From 2005 to 2012, Rayburn worked for K2 Audio in Boulder as a principal consultant. Following that, he consulted as an independent contractor under the name Sound First. One of his notable accomplishments in 2017–18 was designing a massive dual-redundant digital audio system for Rogers Place, a sports arena in Canada. The system involved 480 inputs and 420 outputs, sending sound to 1,500 loudspeakers.

==Author and instructor==
Rayburn wrote many articles about running sound for churches, and he participated in online discussion forums on the topic, especially Curt Taipale's Church Sound Check, started in the 1990s as an email list server. He continued this effort on the Facebook group Church Sound & Media Techs. He spoke at many conventions and symposia, including the AES Convention, SynAudCon, Infocomm and the convention of the Institute of Electrical and Electronics Engineers.

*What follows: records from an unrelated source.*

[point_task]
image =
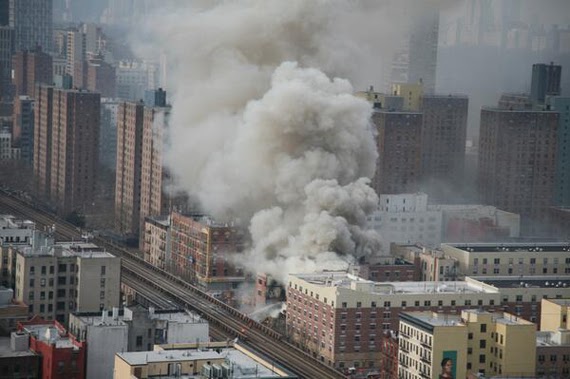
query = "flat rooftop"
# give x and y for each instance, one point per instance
(7, 352)
(68, 249)
(49, 334)
(349, 281)
(526, 281)
(433, 318)
(171, 315)
(510, 247)
(243, 366)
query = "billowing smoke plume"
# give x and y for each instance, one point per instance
(259, 133)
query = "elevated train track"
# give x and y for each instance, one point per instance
(152, 281)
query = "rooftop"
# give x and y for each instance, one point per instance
(49, 334)
(6, 349)
(243, 365)
(433, 318)
(549, 338)
(492, 247)
(345, 280)
(526, 281)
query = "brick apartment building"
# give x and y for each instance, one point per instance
(201, 251)
(63, 357)
(66, 144)
(340, 318)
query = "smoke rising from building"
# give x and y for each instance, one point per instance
(258, 133)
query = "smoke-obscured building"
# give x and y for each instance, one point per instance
(31, 67)
(517, 162)
(55, 279)
(562, 176)
(201, 251)
(24, 127)
(32, 21)
(139, 170)
(66, 146)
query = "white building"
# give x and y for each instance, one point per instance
(108, 133)
(135, 77)
(132, 329)
(406, 219)
(55, 279)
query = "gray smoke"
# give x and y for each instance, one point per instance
(258, 133)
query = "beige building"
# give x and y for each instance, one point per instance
(56, 279)
(493, 344)
(510, 259)
(139, 173)
(340, 317)
(554, 314)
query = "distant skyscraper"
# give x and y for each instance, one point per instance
(443, 139)
(101, 77)
(6, 48)
(562, 177)
(76, 65)
(517, 155)
(31, 68)
(399, 147)
(32, 21)
(416, 58)
(545, 81)
(68, 145)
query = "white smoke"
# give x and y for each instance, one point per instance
(258, 133)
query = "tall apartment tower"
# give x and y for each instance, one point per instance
(139, 173)
(24, 127)
(43, 125)
(545, 81)
(31, 68)
(517, 156)
(76, 65)
(443, 139)
(6, 48)
(67, 143)
(201, 250)
(399, 146)
(32, 21)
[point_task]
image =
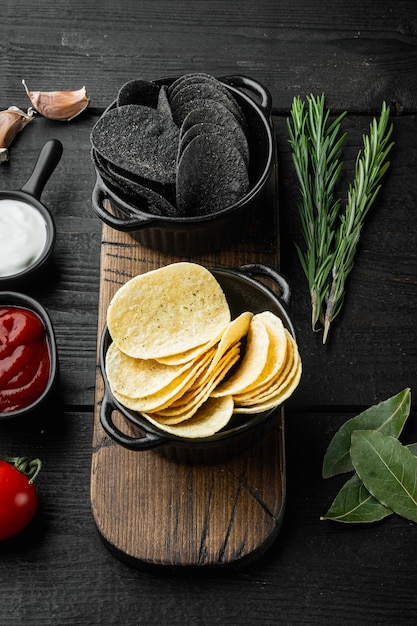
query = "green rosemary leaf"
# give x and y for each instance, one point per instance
(330, 235)
(371, 165)
(316, 152)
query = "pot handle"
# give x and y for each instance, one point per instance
(101, 193)
(262, 95)
(149, 440)
(46, 163)
(259, 269)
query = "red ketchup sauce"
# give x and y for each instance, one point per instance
(24, 358)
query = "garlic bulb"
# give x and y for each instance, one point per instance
(59, 105)
(12, 121)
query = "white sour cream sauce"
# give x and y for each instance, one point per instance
(22, 236)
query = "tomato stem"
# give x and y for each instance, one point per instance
(22, 464)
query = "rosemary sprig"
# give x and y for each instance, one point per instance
(371, 165)
(316, 151)
(330, 236)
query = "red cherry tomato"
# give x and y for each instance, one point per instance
(18, 494)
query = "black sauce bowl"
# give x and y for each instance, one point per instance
(15, 299)
(30, 194)
(244, 293)
(196, 235)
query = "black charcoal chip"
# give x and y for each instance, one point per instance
(214, 113)
(138, 91)
(192, 78)
(164, 106)
(139, 196)
(211, 176)
(188, 98)
(140, 140)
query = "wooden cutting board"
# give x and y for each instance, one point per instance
(157, 512)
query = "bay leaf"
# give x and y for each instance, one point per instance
(387, 469)
(413, 448)
(388, 417)
(354, 504)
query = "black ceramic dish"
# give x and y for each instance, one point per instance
(30, 194)
(244, 293)
(195, 235)
(12, 298)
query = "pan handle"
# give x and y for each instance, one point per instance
(47, 161)
(133, 220)
(257, 91)
(259, 269)
(148, 441)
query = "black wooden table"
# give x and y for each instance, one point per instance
(360, 53)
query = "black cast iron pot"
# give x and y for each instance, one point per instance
(244, 292)
(195, 235)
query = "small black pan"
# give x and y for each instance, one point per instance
(30, 194)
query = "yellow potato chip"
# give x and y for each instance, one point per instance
(277, 393)
(213, 415)
(138, 377)
(163, 398)
(277, 350)
(253, 393)
(187, 410)
(167, 311)
(253, 361)
(276, 400)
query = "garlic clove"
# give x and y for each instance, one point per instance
(12, 121)
(59, 105)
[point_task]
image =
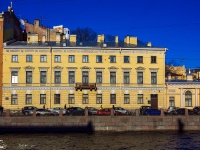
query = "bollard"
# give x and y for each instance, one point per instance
(86, 112)
(8, 113)
(162, 112)
(60, 113)
(112, 112)
(34, 113)
(186, 112)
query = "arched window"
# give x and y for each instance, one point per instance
(188, 98)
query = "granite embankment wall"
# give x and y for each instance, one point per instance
(99, 123)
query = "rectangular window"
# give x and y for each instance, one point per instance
(14, 99)
(126, 78)
(14, 77)
(71, 99)
(71, 77)
(140, 98)
(42, 98)
(71, 58)
(28, 77)
(57, 77)
(43, 77)
(126, 99)
(153, 59)
(140, 59)
(28, 58)
(85, 58)
(112, 98)
(140, 77)
(43, 58)
(99, 77)
(56, 98)
(153, 77)
(85, 98)
(14, 58)
(112, 77)
(57, 58)
(171, 101)
(99, 99)
(112, 59)
(126, 59)
(85, 78)
(99, 59)
(28, 98)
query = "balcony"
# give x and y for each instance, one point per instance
(91, 86)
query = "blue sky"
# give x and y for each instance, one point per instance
(174, 24)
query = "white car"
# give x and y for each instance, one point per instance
(56, 110)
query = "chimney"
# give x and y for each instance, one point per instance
(72, 40)
(149, 44)
(130, 40)
(36, 22)
(100, 38)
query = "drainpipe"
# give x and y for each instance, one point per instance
(50, 73)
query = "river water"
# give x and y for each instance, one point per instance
(168, 140)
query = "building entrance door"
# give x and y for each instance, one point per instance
(154, 101)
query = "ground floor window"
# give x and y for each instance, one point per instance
(99, 98)
(14, 99)
(171, 101)
(28, 98)
(71, 99)
(56, 98)
(112, 98)
(188, 98)
(42, 98)
(140, 98)
(126, 99)
(85, 98)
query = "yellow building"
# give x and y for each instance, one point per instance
(125, 74)
(183, 93)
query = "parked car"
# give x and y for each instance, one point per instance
(122, 110)
(143, 108)
(170, 110)
(92, 110)
(42, 111)
(73, 111)
(56, 110)
(107, 111)
(151, 111)
(196, 110)
(28, 110)
(181, 111)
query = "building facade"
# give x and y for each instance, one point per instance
(122, 74)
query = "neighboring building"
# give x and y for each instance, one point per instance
(82, 74)
(183, 93)
(9, 31)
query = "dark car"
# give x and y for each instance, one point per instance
(170, 110)
(143, 108)
(196, 110)
(75, 111)
(151, 111)
(181, 111)
(28, 110)
(107, 111)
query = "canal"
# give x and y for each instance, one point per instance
(166, 140)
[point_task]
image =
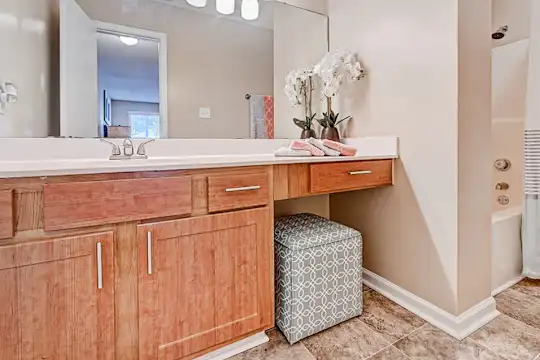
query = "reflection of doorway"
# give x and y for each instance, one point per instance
(124, 83)
(132, 72)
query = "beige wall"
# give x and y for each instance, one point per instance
(515, 14)
(510, 65)
(300, 41)
(211, 63)
(412, 90)
(319, 6)
(474, 165)
(120, 110)
(27, 31)
(507, 143)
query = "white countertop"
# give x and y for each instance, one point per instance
(369, 149)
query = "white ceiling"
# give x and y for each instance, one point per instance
(129, 73)
(266, 12)
(515, 14)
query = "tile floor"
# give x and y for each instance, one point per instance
(386, 331)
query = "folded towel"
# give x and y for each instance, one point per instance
(302, 145)
(286, 152)
(319, 145)
(343, 149)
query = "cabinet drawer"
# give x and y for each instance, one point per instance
(237, 191)
(79, 204)
(345, 176)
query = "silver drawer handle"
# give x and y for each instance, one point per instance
(246, 188)
(365, 172)
(100, 266)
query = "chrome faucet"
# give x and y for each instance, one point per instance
(128, 150)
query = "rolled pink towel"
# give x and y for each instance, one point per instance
(302, 145)
(342, 148)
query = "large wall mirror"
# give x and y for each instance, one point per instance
(153, 68)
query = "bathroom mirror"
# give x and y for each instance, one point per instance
(154, 68)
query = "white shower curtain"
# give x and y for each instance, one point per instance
(531, 214)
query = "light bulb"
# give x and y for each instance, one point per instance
(129, 41)
(225, 7)
(197, 3)
(250, 9)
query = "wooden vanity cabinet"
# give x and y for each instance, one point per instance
(204, 282)
(57, 299)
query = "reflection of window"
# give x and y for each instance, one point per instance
(144, 125)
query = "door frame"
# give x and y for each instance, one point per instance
(161, 38)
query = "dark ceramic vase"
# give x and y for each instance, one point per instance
(306, 134)
(330, 134)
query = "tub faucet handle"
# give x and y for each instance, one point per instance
(502, 186)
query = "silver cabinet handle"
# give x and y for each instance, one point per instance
(246, 188)
(100, 266)
(364, 172)
(149, 252)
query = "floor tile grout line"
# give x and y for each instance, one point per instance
(519, 321)
(484, 346)
(392, 344)
(412, 332)
(309, 352)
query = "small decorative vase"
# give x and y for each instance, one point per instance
(306, 134)
(330, 134)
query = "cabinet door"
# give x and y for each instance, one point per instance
(56, 300)
(203, 282)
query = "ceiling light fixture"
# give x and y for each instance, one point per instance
(129, 41)
(250, 9)
(197, 3)
(225, 7)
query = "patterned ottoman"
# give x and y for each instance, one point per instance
(318, 274)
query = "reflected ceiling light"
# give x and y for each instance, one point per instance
(250, 9)
(129, 41)
(225, 7)
(197, 3)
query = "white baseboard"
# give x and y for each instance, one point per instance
(506, 286)
(236, 348)
(457, 326)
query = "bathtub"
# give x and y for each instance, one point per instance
(506, 259)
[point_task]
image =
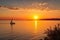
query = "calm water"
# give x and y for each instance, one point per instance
(24, 30)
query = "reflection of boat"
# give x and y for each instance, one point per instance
(12, 22)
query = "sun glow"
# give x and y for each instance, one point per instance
(36, 17)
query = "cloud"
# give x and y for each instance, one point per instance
(11, 8)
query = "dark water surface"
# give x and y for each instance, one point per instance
(24, 30)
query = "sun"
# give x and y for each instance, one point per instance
(35, 17)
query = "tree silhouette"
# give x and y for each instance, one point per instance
(53, 34)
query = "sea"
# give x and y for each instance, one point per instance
(25, 30)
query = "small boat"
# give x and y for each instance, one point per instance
(12, 22)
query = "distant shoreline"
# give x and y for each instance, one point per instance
(56, 19)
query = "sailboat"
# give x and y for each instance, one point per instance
(12, 22)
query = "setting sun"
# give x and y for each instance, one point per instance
(36, 17)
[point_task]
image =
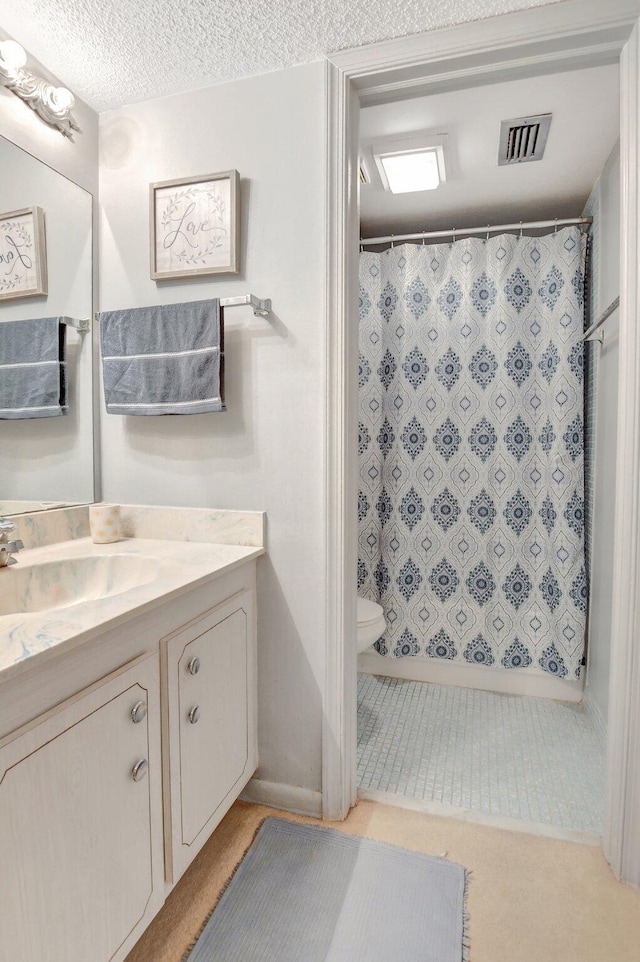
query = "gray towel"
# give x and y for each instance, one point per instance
(33, 382)
(164, 359)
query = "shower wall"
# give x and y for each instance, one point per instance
(601, 418)
(471, 499)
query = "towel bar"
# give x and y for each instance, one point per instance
(83, 325)
(261, 307)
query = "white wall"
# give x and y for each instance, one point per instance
(266, 452)
(606, 268)
(77, 158)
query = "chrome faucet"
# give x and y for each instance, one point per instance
(9, 544)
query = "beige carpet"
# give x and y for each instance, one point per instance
(531, 899)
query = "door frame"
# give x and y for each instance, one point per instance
(557, 36)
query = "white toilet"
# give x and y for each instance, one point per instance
(371, 623)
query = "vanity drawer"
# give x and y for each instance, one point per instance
(209, 673)
(81, 823)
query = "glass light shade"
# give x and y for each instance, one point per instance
(63, 98)
(414, 170)
(13, 54)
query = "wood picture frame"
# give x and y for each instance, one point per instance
(194, 226)
(23, 254)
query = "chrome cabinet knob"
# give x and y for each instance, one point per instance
(139, 770)
(138, 712)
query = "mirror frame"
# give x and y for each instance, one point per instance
(76, 160)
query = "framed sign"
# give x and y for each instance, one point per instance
(23, 254)
(194, 226)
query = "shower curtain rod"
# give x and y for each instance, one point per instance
(455, 231)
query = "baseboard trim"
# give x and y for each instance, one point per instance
(470, 676)
(442, 810)
(288, 798)
(593, 711)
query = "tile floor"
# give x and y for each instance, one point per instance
(502, 755)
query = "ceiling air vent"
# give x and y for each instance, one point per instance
(523, 139)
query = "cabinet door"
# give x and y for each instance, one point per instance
(211, 704)
(80, 839)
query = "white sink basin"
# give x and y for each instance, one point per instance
(32, 588)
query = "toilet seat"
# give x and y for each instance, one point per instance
(371, 623)
(368, 612)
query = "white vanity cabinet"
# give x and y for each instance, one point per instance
(81, 823)
(120, 756)
(210, 717)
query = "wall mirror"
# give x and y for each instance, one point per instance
(48, 462)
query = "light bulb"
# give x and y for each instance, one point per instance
(63, 99)
(12, 54)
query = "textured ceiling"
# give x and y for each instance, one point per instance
(584, 129)
(112, 52)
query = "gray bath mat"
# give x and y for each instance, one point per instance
(304, 893)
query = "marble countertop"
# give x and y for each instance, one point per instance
(169, 568)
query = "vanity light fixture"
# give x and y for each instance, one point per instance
(411, 163)
(52, 104)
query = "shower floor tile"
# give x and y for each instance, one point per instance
(504, 755)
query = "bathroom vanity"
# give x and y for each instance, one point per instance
(127, 727)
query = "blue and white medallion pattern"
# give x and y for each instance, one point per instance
(471, 502)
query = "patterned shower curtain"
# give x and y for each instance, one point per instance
(471, 501)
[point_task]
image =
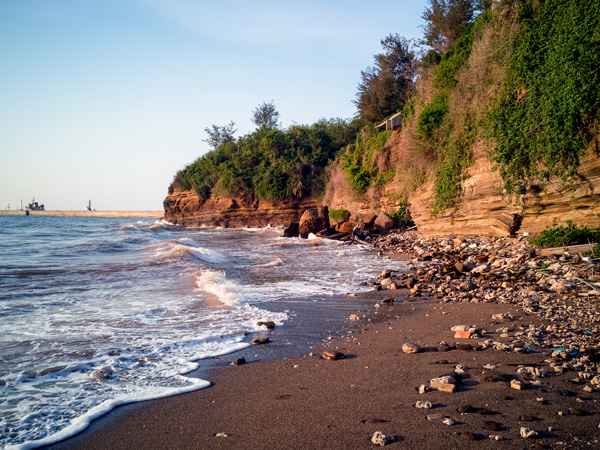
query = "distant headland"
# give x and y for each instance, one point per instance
(68, 213)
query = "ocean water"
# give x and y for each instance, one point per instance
(96, 313)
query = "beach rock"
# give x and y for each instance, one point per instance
(468, 436)
(292, 231)
(528, 433)
(332, 355)
(517, 384)
(383, 223)
(381, 439)
(463, 334)
(313, 220)
(491, 425)
(423, 404)
(345, 227)
(409, 347)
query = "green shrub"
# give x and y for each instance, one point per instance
(339, 215)
(432, 116)
(268, 163)
(548, 108)
(402, 214)
(559, 235)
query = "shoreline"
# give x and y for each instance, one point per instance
(309, 402)
(73, 213)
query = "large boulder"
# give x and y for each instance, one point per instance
(314, 220)
(383, 223)
(292, 230)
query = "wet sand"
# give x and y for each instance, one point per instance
(311, 403)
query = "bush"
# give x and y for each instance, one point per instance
(559, 235)
(269, 163)
(432, 116)
(548, 108)
(339, 215)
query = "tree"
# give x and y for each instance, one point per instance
(266, 116)
(386, 87)
(446, 21)
(218, 136)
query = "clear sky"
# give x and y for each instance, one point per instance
(105, 100)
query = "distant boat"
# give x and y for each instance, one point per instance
(35, 206)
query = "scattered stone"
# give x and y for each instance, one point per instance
(463, 334)
(517, 384)
(332, 355)
(468, 436)
(381, 439)
(434, 416)
(409, 347)
(491, 425)
(528, 433)
(423, 404)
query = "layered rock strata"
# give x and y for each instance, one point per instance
(186, 209)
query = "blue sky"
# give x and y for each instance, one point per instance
(105, 100)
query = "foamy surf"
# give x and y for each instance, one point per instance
(117, 295)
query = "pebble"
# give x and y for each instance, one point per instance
(409, 347)
(528, 432)
(332, 355)
(381, 439)
(423, 404)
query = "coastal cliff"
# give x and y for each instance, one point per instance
(187, 209)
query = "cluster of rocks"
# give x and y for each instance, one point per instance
(317, 222)
(563, 291)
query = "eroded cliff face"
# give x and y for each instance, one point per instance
(482, 209)
(186, 209)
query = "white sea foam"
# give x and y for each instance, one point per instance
(216, 283)
(275, 262)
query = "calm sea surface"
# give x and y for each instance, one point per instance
(96, 313)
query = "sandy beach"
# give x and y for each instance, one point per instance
(310, 402)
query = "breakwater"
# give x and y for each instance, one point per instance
(74, 213)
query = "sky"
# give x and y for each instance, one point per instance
(104, 100)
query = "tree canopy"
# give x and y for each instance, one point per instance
(266, 115)
(386, 87)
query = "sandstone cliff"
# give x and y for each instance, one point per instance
(481, 210)
(186, 209)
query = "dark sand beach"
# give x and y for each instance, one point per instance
(278, 402)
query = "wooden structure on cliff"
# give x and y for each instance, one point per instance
(393, 123)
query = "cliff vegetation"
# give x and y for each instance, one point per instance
(503, 86)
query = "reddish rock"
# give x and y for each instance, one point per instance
(314, 220)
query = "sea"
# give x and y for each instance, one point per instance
(101, 312)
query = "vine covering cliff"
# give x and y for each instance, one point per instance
(499, 131)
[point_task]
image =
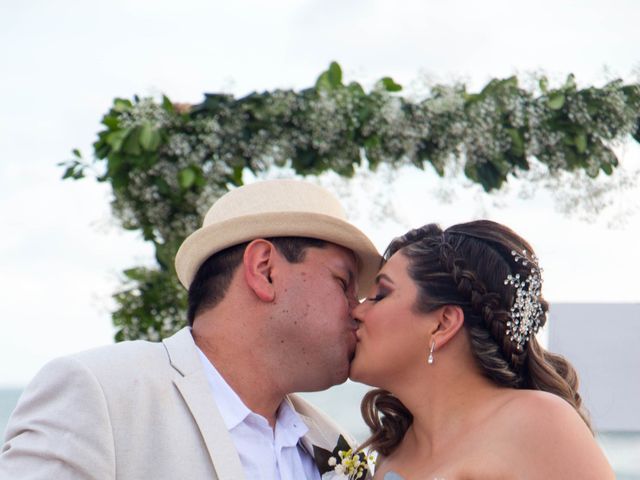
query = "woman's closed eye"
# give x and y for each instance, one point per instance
(377, 297)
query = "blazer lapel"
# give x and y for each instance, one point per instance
(195, 391)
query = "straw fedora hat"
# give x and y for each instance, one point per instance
(275, 208)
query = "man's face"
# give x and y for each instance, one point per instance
(316, 329)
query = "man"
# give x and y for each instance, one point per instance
(272, 276)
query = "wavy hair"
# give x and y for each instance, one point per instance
(466, 265)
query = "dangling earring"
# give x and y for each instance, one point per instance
(430, 359)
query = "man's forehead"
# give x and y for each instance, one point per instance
(341, 257)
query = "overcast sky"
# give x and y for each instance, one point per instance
(63, 62)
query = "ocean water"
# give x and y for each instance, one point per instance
(342, 403)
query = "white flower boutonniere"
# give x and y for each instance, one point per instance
(343, 463)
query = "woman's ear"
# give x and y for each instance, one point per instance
(450, 320)
(257, 264)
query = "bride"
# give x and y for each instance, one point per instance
(465, 391)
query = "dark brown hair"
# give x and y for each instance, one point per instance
(214, 276)
(466, 265)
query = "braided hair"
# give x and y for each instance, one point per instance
(466, 265)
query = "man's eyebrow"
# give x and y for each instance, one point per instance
(383, 276)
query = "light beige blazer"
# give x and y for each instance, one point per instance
(134, 410)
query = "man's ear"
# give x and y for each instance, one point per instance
(450, 321)
(257, 264)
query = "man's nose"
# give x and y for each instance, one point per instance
(356, 310)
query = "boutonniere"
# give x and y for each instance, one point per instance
(343, 463)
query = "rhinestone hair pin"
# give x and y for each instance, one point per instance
(526, 311)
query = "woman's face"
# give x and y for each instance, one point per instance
(393, 338)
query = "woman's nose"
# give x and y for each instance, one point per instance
(358, 310)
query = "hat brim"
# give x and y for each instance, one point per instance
(206, 241)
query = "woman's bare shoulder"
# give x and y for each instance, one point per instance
(543, 432)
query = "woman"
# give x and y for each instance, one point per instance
(465, 390)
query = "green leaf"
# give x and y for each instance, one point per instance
(149, 137)
(581, 142)
(131, 144)
(556, 100)
(186, 177)
(335, 75)
(389, 85)
(122, 104)
(517, 142)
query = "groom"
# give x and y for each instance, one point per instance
(272, 277)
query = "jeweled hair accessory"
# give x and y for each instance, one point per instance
(527, 310)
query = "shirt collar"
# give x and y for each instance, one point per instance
(232, 408)
(289, 426)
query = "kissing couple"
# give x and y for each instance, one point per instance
(286, 296)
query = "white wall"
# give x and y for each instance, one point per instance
(602, 340)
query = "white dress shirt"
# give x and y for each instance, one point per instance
(265, 453)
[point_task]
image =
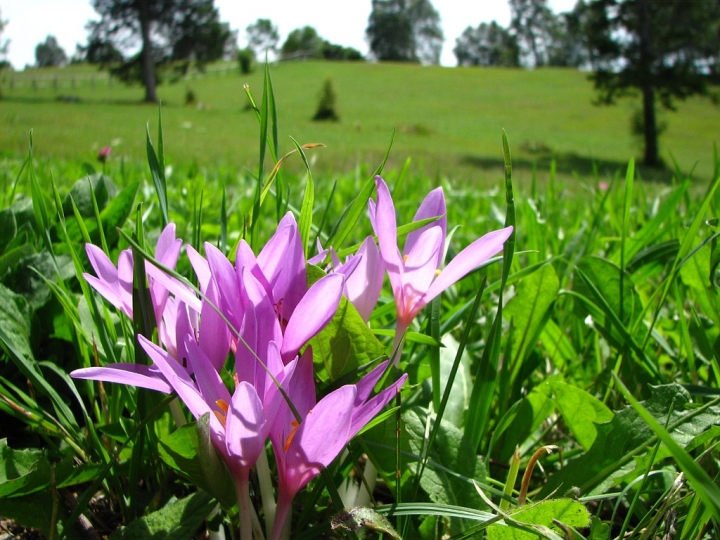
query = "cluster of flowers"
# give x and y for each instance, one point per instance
(262, 310)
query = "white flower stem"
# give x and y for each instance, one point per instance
(266, 492)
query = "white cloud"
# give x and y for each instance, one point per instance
(338, 21)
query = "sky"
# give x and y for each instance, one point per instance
(343, 22)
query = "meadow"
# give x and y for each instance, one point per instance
(448, 121)
(545, 348)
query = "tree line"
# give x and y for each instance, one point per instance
(661, 50)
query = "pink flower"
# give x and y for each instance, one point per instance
(415, 276)
(303, 448)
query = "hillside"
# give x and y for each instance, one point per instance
(447, 120)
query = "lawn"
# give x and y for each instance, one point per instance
(447, 120)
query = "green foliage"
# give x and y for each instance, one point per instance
(405, 31)
(177, 519)
(246, 59)
(49, 53)
(326, 104)
(551, 513)
(487, 45)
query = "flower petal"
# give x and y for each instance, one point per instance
(467, 260)
(433, 205)
(201, 267)
(126, 373)
(320, 438)
(177, 377)
(420, 268)
(214, 335)
(227, 282)
(386, 231)
(283, 263)
(313, 312)
(369, 410)
(211, 386)
(246, 428)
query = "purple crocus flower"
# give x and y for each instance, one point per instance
(415, 276)
(303, 448)
(115, 284)
(364, 273)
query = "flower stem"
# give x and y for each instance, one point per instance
(282, 516)
(266, 492)
(242, 487)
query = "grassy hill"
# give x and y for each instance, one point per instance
(448, 120)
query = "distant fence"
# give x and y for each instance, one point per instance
(37, 80)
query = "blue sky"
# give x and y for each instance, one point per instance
(339, 21)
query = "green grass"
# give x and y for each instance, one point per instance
(448, 120)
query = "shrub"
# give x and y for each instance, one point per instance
(326, 105)
(246, 60)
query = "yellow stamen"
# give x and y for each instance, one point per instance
(221, 418)
(223, 405)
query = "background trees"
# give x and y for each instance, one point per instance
(49, 53)
(665, 50)
(405, 31)
(263, 37)
(487, 45)
(306, 43)
(169, 30)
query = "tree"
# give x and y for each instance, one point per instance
(169, 30)
(263, 36)
(535, 26)
(303, 41)
(405, 31)
(665, 50)
(487, 45)
(50, 53)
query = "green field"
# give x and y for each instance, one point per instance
(447, 120)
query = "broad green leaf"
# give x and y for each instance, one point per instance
(22, 471)
(102, 187)
(113, 216)
(462, 385)
(528, 310)
(566, 511)
(8, 228)
(519, 422)
(356, 518)
(345, 344)
(606, 278)
(581, 411)
(25, 281)
(695, 274)
(627, 435)
(14, 322)
(177, 520)
(557, 345)
(446, 479)
(698, 477)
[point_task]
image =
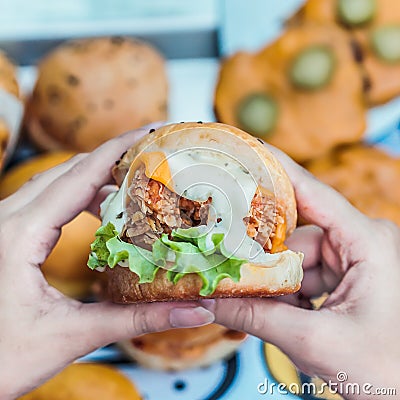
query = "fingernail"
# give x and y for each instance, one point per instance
(190, 317)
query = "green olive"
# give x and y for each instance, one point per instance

He was asked by Glen Ballou to assist with Ballou's classic textbook, Handbook for Sound Engineers, writing first two chapters and then three on virtual audio and digital systems. John M. Eargle brought Rayburn into his The Microphone Book project, and after Eargle died in 2007, Rayburn was given sole control of the book updates. Rayburn composed more material than would fit in the book, so he published the excess on his own website.

==Personal life==
Ray Arthur Rayburn was raised in a Christian family, with both of his parents playing the organ for churches in New York City, and both teaching music students at home. His father's name was Ray Bishop Rayburn, and his paternal grandfather's name was Ray Lincoln Rayburn. In the neighborhood of Flushing at age 12, he submitted a science fair project involving a device for sensing changes in human blood. He continued modifying the electronics and increasing the effectiveness for two years, after which his electrophoretic separator was judged to work at a professional level, the accomplishment described in Boys' Life magazine in January 1963. He first operated the sound equipment in his church when he was in high school. He remained an avid church-goer all his life.

Rayburn married 23-year-old New Yorker Cornelia "Connie" Bockwoldt on November 4, 1972,, relocating to Chicago at the beginning of 1973. They welcomed their first son, Tim, in October that year. Three more sons were born after they moved back to the New York borough of Queens: Chris (1976), Mark (1978) and James (1980).

Among Rayburn's hobbies were photography and ham radio; he was active in the Longmont Amateur Radio Club (LARC), a Colorado group emphasizing emergency preparedness. He was also a certified firearms instructor.

Rayburn died from complications of COVID-19 on January 31, 2021, after spending two weeks in a Texas hospital for a broken ankle. He was 72 years old.